To attempt to establish scalability and consistency across the app, I established a comprehensive design system encompassing clean fonts, calming colors, and an adaptive component library. It was an interesting challenge trying to design an interface that could serve different situations, such as a youth in crisis and a youth casually checking in with their caseworker.

Socialheads design system

While formal usability testing was not conducted within the project timeline, the designs were presented back to the founder to validate business positioning and differentiation strategy, and the Founding Designer for a technical feasibility review and design system scalability.
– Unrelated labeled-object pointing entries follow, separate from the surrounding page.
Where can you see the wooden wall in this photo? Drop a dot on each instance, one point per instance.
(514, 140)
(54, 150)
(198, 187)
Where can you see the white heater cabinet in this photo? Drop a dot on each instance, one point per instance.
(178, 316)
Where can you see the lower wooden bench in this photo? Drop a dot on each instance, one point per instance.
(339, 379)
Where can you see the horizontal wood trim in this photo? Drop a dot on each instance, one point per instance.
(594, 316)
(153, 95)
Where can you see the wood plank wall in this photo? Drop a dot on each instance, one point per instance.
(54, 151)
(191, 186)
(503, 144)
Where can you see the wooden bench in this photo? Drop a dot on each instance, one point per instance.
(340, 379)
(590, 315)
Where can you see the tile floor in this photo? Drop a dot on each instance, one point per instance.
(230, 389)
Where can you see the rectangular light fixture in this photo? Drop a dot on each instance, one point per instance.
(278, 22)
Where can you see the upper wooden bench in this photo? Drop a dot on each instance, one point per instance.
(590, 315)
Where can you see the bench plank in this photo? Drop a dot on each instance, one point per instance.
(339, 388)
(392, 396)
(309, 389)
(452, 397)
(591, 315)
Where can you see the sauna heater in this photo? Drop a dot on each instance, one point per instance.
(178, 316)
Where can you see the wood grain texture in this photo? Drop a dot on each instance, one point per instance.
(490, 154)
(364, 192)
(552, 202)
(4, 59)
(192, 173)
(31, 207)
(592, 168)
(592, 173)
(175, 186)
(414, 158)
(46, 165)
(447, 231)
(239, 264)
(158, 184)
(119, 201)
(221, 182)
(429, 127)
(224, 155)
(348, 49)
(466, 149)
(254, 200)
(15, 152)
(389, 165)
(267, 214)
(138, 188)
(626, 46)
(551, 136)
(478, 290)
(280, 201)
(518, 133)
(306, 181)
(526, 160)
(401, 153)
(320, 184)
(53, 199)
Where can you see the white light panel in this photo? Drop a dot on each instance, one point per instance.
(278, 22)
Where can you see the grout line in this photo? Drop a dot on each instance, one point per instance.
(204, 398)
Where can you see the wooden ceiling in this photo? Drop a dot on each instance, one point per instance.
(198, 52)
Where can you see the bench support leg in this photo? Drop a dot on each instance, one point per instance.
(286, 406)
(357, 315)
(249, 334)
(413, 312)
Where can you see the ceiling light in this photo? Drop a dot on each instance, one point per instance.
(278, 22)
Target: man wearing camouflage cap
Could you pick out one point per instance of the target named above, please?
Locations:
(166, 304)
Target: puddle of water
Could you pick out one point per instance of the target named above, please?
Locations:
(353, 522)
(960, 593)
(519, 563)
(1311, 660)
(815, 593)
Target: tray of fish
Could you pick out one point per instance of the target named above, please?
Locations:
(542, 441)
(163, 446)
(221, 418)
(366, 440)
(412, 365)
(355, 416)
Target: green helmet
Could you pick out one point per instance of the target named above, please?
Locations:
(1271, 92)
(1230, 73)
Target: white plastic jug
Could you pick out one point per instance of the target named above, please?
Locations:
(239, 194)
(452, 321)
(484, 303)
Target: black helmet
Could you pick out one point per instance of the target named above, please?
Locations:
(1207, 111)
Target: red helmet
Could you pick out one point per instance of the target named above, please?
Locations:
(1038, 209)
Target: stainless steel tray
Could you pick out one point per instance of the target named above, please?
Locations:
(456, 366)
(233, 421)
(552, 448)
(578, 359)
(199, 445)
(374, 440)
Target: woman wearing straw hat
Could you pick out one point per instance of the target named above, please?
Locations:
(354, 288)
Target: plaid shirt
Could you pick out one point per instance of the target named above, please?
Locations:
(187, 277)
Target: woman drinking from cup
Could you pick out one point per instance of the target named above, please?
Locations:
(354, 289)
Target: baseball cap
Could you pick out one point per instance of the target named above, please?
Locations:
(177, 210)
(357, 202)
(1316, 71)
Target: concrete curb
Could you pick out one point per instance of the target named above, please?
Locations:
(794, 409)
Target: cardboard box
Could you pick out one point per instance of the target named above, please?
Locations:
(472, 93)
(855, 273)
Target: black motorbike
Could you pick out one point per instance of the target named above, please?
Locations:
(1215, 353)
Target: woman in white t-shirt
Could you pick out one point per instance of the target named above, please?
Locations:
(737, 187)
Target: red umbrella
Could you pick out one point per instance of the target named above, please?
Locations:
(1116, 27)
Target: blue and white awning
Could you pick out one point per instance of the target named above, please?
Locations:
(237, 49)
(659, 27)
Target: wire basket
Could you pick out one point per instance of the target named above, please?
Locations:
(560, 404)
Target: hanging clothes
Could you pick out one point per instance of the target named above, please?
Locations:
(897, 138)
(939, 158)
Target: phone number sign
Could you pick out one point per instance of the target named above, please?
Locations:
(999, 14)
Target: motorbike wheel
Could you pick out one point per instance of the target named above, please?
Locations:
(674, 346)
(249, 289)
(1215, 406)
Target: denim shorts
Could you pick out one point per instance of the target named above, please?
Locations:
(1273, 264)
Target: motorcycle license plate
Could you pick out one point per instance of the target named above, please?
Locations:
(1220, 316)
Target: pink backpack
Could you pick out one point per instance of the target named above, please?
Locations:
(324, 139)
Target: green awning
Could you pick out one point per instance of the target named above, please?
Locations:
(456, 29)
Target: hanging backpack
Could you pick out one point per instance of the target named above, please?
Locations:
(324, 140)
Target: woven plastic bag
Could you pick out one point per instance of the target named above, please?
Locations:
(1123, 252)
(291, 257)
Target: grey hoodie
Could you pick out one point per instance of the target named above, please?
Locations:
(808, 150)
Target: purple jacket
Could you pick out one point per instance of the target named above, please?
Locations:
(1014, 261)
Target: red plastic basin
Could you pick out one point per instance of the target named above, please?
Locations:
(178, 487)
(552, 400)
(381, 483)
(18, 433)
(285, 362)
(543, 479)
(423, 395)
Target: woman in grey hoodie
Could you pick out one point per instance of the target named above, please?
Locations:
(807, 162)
Overall there was strong enthusiasm for the adaptive mode system as a key differentiator. One of the main feedback points that could be explored or taken forward by the team was the suggestion for offline functionality as critical for local authority procurement. There were some other questions and discussions around the feasibility of 'AI detection' of sentiment in the pictures drawn or in alarming language used within the app.

Socialheads final screens

Final Prototype

Final project deliverables in addition to the presentation:

  • Complete design system (50+ components) ready for developer handoff
  • 10+ high-fidelity screens across young person app, worker app, and web dashboard
  • Interactive Figma prototype demonstrating adaptive mode flows
  • Design documentation for accessibility, responsive behavior, and animation specifications
Socialheads prototype screens

Retrospective

Validated "space between consumer messaging and clinical case management" positioning.

What Went Well

  • Research-driven approach ensured design decisions aligned with real user needs, not assumptions
  • Adaptive mode system successfully balanced flexibility with simplicity
  • Design system foundation supports rapid scaling without UI fragmentation
  • Visual expression tools emerged as unexpected differentiator through user feedback

What Could Be Improved

  • Earlier technical feasibility discussions would have surfaced AI detection limitations sooner
  • More worker involvement in dashboard design (research skewed toward young people)
  • Formal usability testing would validate interaction patterns before development investment
  • Offline functionality needs deeper technical architecture exploration

Key Learnings

  1. Vulnerable user design requires trauma-informed thinking: Assumptions about "standard" app behavior (notifications, forced logins, data persistence) can be re-traumatizing. Design for agency and control.
  2. Adaptive interfaces are cognitively complex: Clear mental models and visible system status are critical. Users need to understand why the interface changed and how to change it back.
  3. Business viability requires dual-audience satisfaction: Young people drive engagement (the product), but local authorities control procurement (the business). Design must serve both without compromise.
  4. Visual expression is underutilized in mental health tech: Drawing, color, and metaphor reduce language barriers and emotional labor. This should be primary input, not supplementary.